- Builder: Krauss
- Build date: 1891, 1898
- Total produced: 2
- Configuration:: ​
- • Whyte: 0-6-0T
- Gauge: 900 mm (2 ft 11+7⁄16 in)
- Coupled dia.: 700 mm (2 ft 3+1⁄2 in)
- Wheelbase:: ​
- • Overall: 1,800 mm (5 ft 10+3⁄4 in)
- Length:: ​
- • Over beams: 5,530 mm (18 ft 1+3⁄4 in)
- Height: 3,705 mm (12 ft 1+7⁄8 in)
- Axle load: 5.33 t (5.25 long tons; 5.88 short tons)
- Adhesive weight: 15.98 t (15.73 long tons; 17.61 short tons)
- Empty weight: 13.08 t (12.87 long tons; 14.42 short tons)
- Service weight: 15.98 t (15.73 long tons; 17.61 short tons)
- Fuel capacity: 750 kg (1,650 lb)
- Water cap.: 1.70 m^{3} (370 imp gal; 450 US gal)
- Boiler:: ​
- No. of heating tubes: 88
- Heating tube length: 2,200 mm (7 ft 2+1⁄2 in)
- Boiler pressure: 12 kgf/cm^{2} (1,180 kPa; 171 lbf/in^{2})
- Heating surface:: ​
- • Firebox: 0.43 m^{2} (4.6 sq ft)
- • Radiative: 2.17 m^{2} (23.4 sq ft)
- • Tubes: 26.76 m^{2} (288.0 sq ft)
- • Evaporative: 28.93 m^{2} (311.4 sq ft)
- Cylinders: 2
- Cylinder size: 260 mm (10+1⁄4 in)
- Piston stroke: 400 mm (15+3⁄4 in)
- Maximum speed: 31 km/h (19 mph)
- Numbers: MFFE: 1003 and 1004
- Retired: 1923, 1924

= Mecklenburg XIX =

The locomotives of Class XIX of the Grand Duchy of Mecklenburg Friedrich-Franz Railway were deployed on the Bad Doberan–Heiligendamm narrow-gauge. The triple-coupled engines were classified as T 7 locomotives in 1910. In 1911 they were transferred to the Neubukow Beet Railway.

== History ==
The Class XVIII locomotives were soon unable to cope with the increase in traffic. As a result, a triple-coupled engine was ordered from Krauss in Munich. The locomotive was given the number 1003 by the Mecklenburg State Railway and was incorporated into Class XIX. In 1898 another locomotive, number 1004, followed. In 1910 the line was extended as far as Arendsee. To handle the higher levels of traffic, three similar engines were ordered from Henschel. With the introduction into service of these locomotives, that were grouped into Class T 7, the two Krauss locomotives were given to the Neubukow Beet Railway. The engines were still listed in the first Deutsche Reichsbahn renumbering plan in 1923, but they were retired by 1924.

== Design features ==

The locomotives had an inside frame which was built as a water tank. The boiler comprised two shell rings. The steam dome with its safety valve sat on the forward shell ring. The smokebox was very short. The smokestack has a Kobel spark arrestor. Later a Prüsmann chimney was used.

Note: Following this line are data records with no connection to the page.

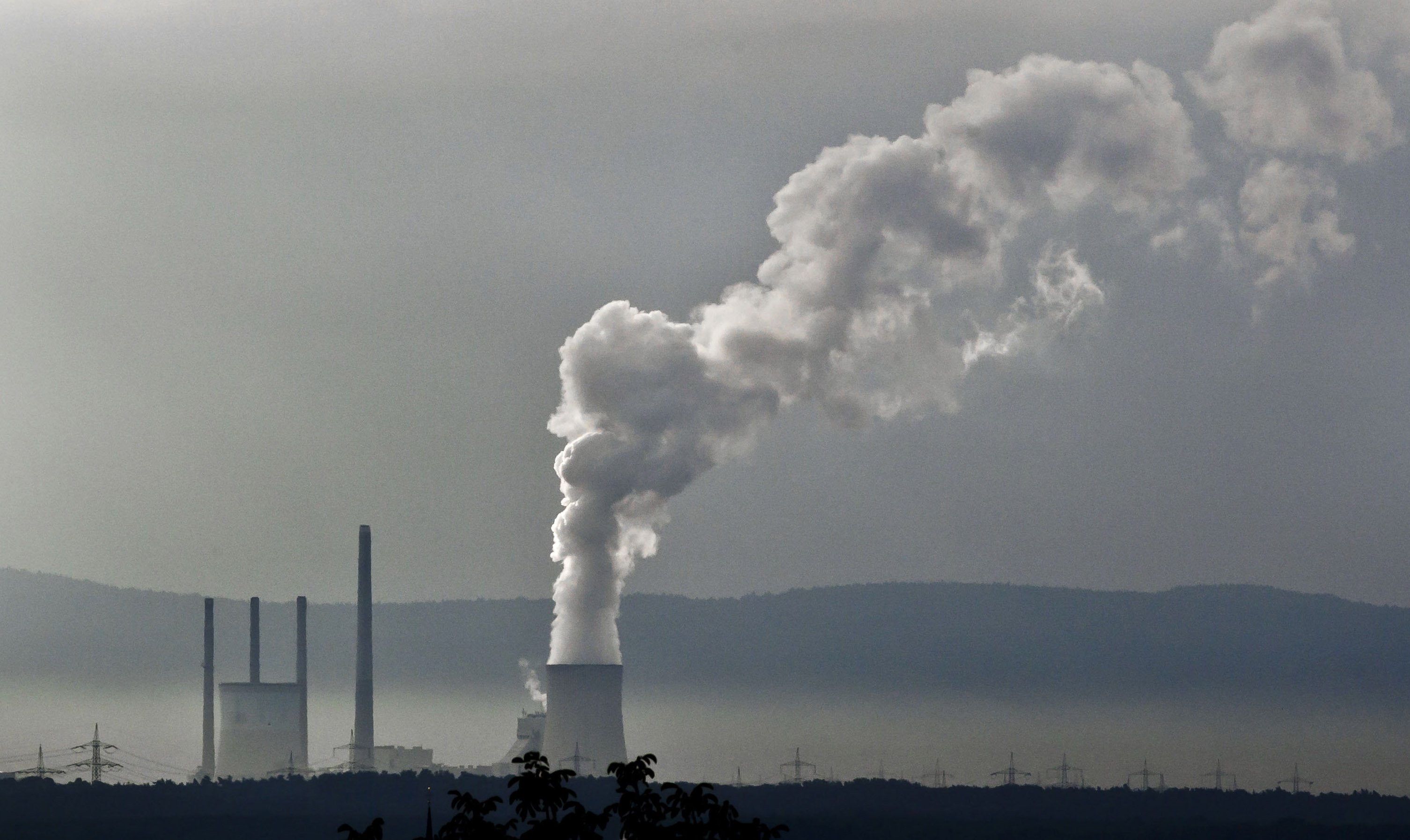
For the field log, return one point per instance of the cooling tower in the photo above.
(584, 716)
(363, 688)
(208, 707)
(258, 728)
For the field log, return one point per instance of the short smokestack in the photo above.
(254, 640)
(584, 723)
(363, 697)
(208, 708)
(301, 674)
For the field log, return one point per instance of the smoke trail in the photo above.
(889, 284)
(885, 289)
(532, 686)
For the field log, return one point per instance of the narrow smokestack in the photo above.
(363, 698)
(208, 708)
(584, 723)
(254, 640)
(301, 674)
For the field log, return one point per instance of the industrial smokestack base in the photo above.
(584, 718)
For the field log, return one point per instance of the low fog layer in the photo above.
(862, 679)
(277, 270)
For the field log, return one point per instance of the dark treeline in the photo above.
(892, 637)
(312, 810)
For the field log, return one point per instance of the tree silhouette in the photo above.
(546, 808)
(470, 819)
(371, 832)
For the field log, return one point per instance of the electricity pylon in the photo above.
(938, 778)
(1010, 774)
(1146, 773)
(38, 770)
(95, 761)
(1298, 782)
(1068, 775)
(799, 764)
(1219, 775)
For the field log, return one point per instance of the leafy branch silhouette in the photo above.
(546, 808)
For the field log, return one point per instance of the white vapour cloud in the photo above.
(886, 281)
(532, 684)
(1296, 101)
(1284, 85)
(1291, 222)
(1068, 130)
(1062, 299)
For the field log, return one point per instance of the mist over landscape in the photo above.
(991, 413)
(863, 679)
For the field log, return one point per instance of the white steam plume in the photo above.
(1298, 102)
(889, 281)
(532, 686)
(885, 289)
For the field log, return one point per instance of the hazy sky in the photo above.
(274, 270)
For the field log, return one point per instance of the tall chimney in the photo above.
(254, 640)
(363, 698)
(208, 708)
(301, 674)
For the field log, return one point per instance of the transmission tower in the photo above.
(799, 764)
(1298, 782)
(286, 771)
(1068, 775)
(1146, 773)
(1010, 774)
(96, 763)
(938, 778)
(38, 770)
(1219, 775)
(579, 760)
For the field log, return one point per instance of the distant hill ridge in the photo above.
(860, 637)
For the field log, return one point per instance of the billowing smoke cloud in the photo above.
(1291, 222)
(890, 282)
(886, 286)
(1296, 103)
(532, 684)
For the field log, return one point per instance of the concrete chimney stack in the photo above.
(254, 640)
(584, 716)
(208, 709)
(301, 674)
(363, 700)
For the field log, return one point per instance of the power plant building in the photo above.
(263, 725)
(584, 721)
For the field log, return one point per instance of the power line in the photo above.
(1146, 773)
(1298, 782)
(1219, 775)
(938, 778)
(799, 764)
(38, 770)
(96, 763)
(1010, 774)
(1069, 775)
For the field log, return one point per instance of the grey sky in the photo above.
(271, 271)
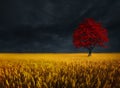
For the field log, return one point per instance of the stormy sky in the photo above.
(48, 25)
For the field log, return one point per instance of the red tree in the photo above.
(90, 34)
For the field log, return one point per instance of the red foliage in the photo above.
(90, 34)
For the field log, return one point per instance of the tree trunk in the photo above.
(90, 52)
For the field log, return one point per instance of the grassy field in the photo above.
(101, 70)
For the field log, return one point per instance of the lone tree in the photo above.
(90, 34)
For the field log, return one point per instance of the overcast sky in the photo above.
(48, 25)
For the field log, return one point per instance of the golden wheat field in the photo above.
(101, 70)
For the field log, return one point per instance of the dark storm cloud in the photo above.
(47, 26)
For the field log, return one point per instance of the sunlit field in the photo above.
(60, 70)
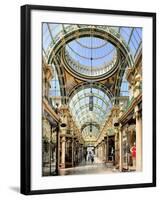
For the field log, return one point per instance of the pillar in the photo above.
(120, 149)
(138, 139)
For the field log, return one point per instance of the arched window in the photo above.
(54, 91)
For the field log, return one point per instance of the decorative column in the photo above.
(138, 139)
(116, 146)
(107, 148)
(120, 149)
(63, 152)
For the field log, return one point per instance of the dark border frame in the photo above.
(26, 98)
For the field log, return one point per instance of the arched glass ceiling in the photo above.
(90, 55)
(52, 32)
(85, 111)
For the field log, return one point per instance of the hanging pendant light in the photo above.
(91, 94)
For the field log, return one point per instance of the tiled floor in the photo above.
(97, 167)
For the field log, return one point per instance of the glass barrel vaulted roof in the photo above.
(52, 32)
(90, 51)
(90, 55)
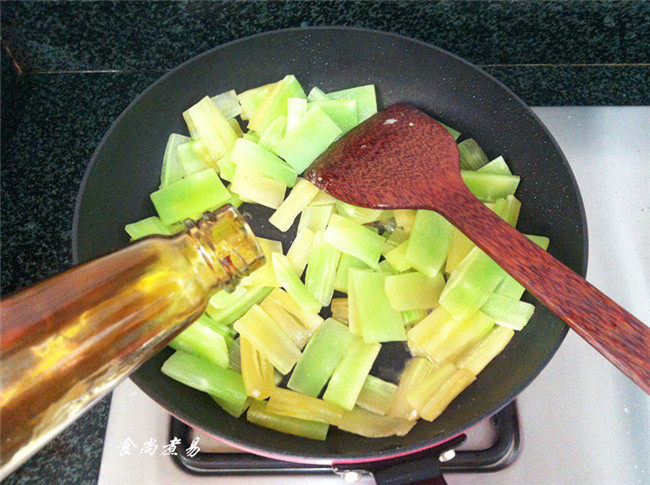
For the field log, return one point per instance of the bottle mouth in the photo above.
(227, 243)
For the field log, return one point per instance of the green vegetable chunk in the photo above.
(190, 197)
(429, 242)
(471, 155)
(251, 156)
(172, 171)
(268, 338)
(201, 340)
(354, 239)
(343, 112)
(320, 357)
(379, 322)
(348, 377)
(310, 137)
(201, 374)
(489, 187)
(508, 312)
(321, 270)
(290, 281)
(363, 95)
(412, 291)
(258, 414)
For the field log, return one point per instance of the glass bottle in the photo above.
(67, 341)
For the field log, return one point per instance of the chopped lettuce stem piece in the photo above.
(264, 275)
(360, 215)
(256, 371)
(471, 284)
(190, 197)
(147, 227)
(397, 237)
(310, 137)
(315, 218)
(191, 160)
(364, 96)
(268, 338)
(226, 168)
(232, 313)
(273, 133)
(201, 340)
(397, 257)
(446, 393)
(461, 245)
(201, 374)
(299, 251)
(310, 321)
(508, 209)
(489, 187)
(323, 198)
(420, 395)
(441, 338)
(354, 239)
(296, 108)
(317, 94)
(339, 307)
(298, 334)
(321, 270)
(290, 281)
(251, 156)
(250, 100)
(347, 263)
(429, 242)
(255, 187)
(365, 423)
(479, 355)
(321, 356)
(376, 395)
(234, 356)
(411, 291)
(471, 155)
(275, 103)
(299, 197)
(343, 112)
(234, 409)
(227, 103)
(405, 218)
(378, 320)
(498, 166)
(414, 316)
(415, 372)
(508, 312)
(172, 170)
(454, 133)
(205, 121)
(348, 377)
(354, 322)
(295, 405)
(257, 414)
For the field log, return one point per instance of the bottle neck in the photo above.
(221, 248)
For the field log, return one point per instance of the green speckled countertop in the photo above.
(69, 68)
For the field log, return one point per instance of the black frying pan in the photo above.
(126, 165)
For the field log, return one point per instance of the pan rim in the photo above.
(374, 455)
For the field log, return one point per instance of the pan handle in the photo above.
(421, 467)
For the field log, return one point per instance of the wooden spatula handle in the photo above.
(615, 333)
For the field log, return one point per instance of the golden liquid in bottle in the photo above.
(69, 340)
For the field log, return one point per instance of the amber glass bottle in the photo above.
(69, 340)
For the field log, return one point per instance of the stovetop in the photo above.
(581, 420)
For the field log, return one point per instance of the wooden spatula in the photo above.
(403, 159)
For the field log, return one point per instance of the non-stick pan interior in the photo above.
(126, 166)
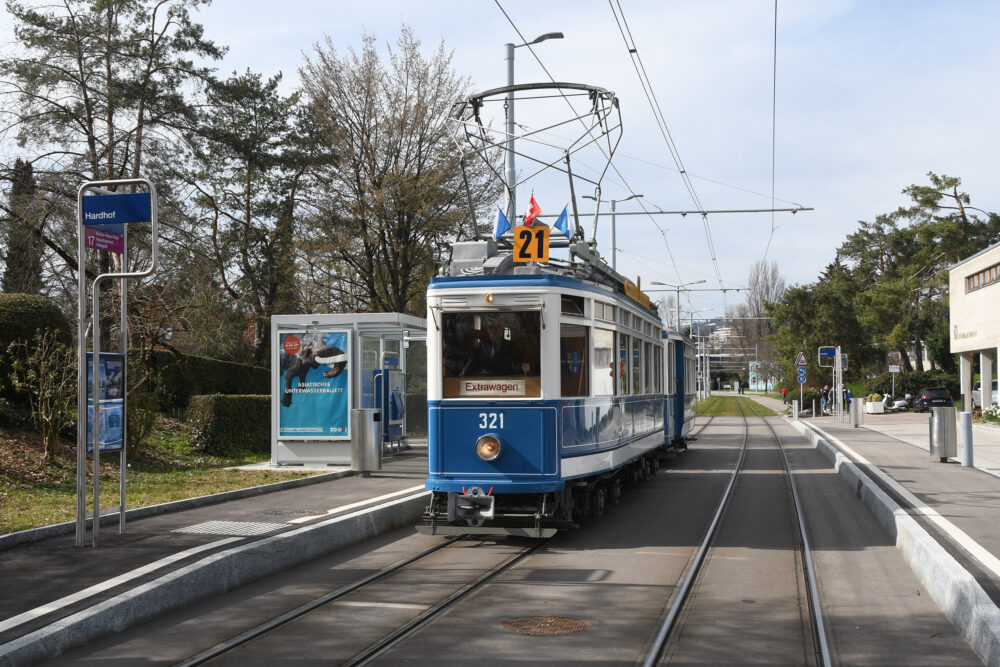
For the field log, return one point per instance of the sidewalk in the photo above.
(909, 427)
(55, 595)
(944, 517)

The horizontally arranged two-cylinder, wet steam drive acted on the rearmost coupled axle. The Stephenson valve gear with crossed eccentric rods was also on the outside.

The two front coupled axles had leaf spring blocks at the height of the running plate. These were linked by equalising beams. The rear axle was sprung with a transverse leaf spring stack.

The hand brake acted on the two outside wheel sets from the outside. Later the locomotives were given Knorr air brakes. The sanding gear sat on the middle of the boiler and sanded the outer sets of wheels from the outside. To begin with the running gear was covered. The locomotives also had steam heating, a steam bell and a De Limon centralized lubricating system.